Further research in the field of extended micropolar theory will surely include a similar investigation of the magnetic susceptibility. Both will potentially lead to an investigation of cross-property connections as follows. Note that the classical approaches, which are based on averaging according to \(\langle p\rangle =\) \(q \langle l\rangle \), allow only the polarization of the material to be estimated. In contrast with that the approach proposed in this work, associated with a change in the tensor of inertia at the macrolevel, makes it possible to establish relationships between various physical and mechanical processes. In particular the reorientation of microparticles from a chaotic to an ordered state transforms an initially isotropic heterogeneous material into a transversally isotropic one, which, in turn, leads to a change in the effective elastic, or conductive (electro, heat, diffusion) properties of the material.

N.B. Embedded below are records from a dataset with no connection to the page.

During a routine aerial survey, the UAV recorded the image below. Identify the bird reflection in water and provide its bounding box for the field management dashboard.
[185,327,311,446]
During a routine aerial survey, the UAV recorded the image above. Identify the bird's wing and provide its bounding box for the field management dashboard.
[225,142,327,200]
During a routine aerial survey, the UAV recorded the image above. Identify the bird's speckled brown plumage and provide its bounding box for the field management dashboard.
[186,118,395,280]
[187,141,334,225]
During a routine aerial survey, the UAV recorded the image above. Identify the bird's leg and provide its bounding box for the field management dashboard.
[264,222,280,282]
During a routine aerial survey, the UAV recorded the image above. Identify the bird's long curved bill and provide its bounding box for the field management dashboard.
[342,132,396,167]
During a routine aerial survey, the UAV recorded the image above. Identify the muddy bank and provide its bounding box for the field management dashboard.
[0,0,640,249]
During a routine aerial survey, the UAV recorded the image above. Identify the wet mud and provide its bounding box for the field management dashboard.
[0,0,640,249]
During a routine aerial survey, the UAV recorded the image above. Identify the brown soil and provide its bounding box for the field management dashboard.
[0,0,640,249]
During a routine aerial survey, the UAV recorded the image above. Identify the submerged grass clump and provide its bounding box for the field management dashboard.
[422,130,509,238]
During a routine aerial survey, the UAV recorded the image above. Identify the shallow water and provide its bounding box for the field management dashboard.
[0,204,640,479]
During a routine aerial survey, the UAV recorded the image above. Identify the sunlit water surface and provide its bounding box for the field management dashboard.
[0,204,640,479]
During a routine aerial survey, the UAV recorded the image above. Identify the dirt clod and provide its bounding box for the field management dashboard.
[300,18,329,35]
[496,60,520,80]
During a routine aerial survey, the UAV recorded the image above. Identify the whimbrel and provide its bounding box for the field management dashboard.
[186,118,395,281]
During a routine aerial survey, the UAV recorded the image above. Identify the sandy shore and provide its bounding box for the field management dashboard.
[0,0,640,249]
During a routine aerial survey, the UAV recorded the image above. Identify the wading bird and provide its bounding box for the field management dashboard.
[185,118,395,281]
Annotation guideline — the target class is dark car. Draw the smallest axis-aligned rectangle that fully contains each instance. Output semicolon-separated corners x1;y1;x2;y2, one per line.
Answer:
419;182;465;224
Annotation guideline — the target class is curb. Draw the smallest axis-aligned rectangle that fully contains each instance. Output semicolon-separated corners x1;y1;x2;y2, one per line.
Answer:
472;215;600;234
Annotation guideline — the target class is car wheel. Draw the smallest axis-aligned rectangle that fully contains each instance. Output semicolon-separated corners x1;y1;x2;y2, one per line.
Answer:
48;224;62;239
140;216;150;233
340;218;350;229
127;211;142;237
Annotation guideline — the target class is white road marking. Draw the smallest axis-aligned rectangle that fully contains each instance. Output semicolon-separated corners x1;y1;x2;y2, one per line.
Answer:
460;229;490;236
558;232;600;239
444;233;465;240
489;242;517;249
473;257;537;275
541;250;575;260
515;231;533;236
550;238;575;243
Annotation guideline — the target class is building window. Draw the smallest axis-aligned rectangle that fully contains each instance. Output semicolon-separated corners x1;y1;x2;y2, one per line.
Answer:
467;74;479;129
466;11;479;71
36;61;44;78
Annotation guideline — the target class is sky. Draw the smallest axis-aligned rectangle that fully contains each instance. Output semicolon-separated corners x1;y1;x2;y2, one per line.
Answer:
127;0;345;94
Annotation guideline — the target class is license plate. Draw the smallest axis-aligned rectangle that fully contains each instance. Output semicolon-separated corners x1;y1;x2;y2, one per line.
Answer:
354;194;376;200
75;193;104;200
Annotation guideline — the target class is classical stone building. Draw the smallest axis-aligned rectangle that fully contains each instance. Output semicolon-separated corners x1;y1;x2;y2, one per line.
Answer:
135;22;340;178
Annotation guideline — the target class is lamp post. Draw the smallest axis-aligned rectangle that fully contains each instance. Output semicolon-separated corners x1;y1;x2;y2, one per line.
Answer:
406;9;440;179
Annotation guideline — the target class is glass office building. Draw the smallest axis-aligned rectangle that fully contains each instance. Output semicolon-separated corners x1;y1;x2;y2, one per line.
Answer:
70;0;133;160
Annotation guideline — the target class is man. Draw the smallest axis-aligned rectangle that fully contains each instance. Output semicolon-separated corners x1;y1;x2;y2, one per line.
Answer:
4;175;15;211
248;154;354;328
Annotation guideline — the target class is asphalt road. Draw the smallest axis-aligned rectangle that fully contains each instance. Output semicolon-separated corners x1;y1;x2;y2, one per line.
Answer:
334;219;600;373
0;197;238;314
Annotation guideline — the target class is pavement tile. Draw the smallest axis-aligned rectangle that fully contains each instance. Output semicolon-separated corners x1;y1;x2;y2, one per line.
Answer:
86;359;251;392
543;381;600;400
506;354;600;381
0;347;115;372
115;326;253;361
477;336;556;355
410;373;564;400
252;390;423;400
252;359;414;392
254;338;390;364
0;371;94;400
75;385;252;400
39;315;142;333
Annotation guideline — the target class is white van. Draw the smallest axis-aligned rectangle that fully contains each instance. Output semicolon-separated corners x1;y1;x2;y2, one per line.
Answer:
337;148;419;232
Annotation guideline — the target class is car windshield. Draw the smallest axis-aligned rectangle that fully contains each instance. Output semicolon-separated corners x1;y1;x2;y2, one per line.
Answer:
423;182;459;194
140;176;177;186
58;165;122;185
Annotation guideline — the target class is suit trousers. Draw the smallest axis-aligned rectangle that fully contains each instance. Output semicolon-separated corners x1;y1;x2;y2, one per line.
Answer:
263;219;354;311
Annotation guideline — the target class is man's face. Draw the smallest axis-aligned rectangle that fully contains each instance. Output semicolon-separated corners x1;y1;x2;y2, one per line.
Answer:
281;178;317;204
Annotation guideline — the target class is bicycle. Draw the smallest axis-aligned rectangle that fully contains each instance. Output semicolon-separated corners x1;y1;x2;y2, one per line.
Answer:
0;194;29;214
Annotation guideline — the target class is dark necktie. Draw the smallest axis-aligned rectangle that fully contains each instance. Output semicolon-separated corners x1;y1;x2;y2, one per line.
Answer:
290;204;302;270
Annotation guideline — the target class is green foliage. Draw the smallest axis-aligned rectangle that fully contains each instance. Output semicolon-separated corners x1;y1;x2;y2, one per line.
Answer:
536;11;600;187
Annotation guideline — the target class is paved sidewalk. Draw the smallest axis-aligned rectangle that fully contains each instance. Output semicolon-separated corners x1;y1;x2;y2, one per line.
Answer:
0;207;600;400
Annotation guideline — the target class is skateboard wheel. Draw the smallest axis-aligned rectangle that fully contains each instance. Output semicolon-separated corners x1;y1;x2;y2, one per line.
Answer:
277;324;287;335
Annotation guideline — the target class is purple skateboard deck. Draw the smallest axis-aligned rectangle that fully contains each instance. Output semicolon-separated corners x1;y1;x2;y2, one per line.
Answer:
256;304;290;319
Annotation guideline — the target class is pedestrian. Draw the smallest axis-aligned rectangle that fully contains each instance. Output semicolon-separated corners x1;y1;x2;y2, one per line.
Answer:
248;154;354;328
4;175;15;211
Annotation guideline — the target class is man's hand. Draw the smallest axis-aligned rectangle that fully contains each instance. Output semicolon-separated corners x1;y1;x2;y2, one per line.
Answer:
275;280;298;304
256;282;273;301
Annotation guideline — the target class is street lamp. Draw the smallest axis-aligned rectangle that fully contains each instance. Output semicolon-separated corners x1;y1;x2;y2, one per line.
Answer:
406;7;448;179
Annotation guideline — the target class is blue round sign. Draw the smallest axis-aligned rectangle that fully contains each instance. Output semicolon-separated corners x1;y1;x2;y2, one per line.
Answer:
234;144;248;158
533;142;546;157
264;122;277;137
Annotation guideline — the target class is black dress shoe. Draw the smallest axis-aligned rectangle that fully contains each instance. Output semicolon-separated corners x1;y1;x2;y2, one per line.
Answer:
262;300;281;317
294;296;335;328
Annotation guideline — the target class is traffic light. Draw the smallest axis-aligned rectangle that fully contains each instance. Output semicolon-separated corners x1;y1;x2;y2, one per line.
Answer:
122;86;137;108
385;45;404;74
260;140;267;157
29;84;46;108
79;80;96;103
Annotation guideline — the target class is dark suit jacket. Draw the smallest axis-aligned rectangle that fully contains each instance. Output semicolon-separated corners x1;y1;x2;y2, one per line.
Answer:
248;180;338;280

In the future our research might also be helpful for modeling structural transitions in nematic crystals. Surely, the interaction between the microparticles in such materials will be more complicated than the dust type of interaction that was assumed in our present work. Nevertheless, the orientational transitions under the action of electro-magnetic fields are similar to ours, as can be seen in a recent publication, where such modeling was attempted numerically [29]. If such coupled problems of nematic crystals are studied, it will also become necessary to reconsider the balance of internal energy (1.4) to account for effects of electro-magnetic dissipation (Joule heating).

Also a remark should be made regarding the attempts of researchers to include elastic effects to dielectrics. As it was mentioned so far we did not study truly coupled interaction between all field equations. Instead we specialized to “dust,” which led to a balance of spin that was identically satisfied. The foundations of a more sophisticated electro-micropolar theory were laid very early in a seminal paper by Dixon and Eringen [6]. The methods explained in there now need to be used in the extended version of micropolar media. In particular it will be worthwhile to address the question as to whether the idea of higher electric moments (quadropoles) are in some way equivalent or go beyond to our idea of a dynamic microinertia following its own balance.

In the same context it should also be asked as to whether the concept of micromorphic continua is equivalent or goes beyond our concept of a microinertia modeling structural change. A starting point could be a comparison with results from [25,26,27], and [28]. To begin with it will become necessary to discuss the differences between the microinertia tensor of micromorphic continua and our microinertia for rigid body points. Then the striking mathematical similarity between the former and the quadropole tensor must be examined and, finally, the question must be answered as to whether the production of our microinertia describing structural change can be linked to the additional freedom of deformation inherent to micromorphic continua.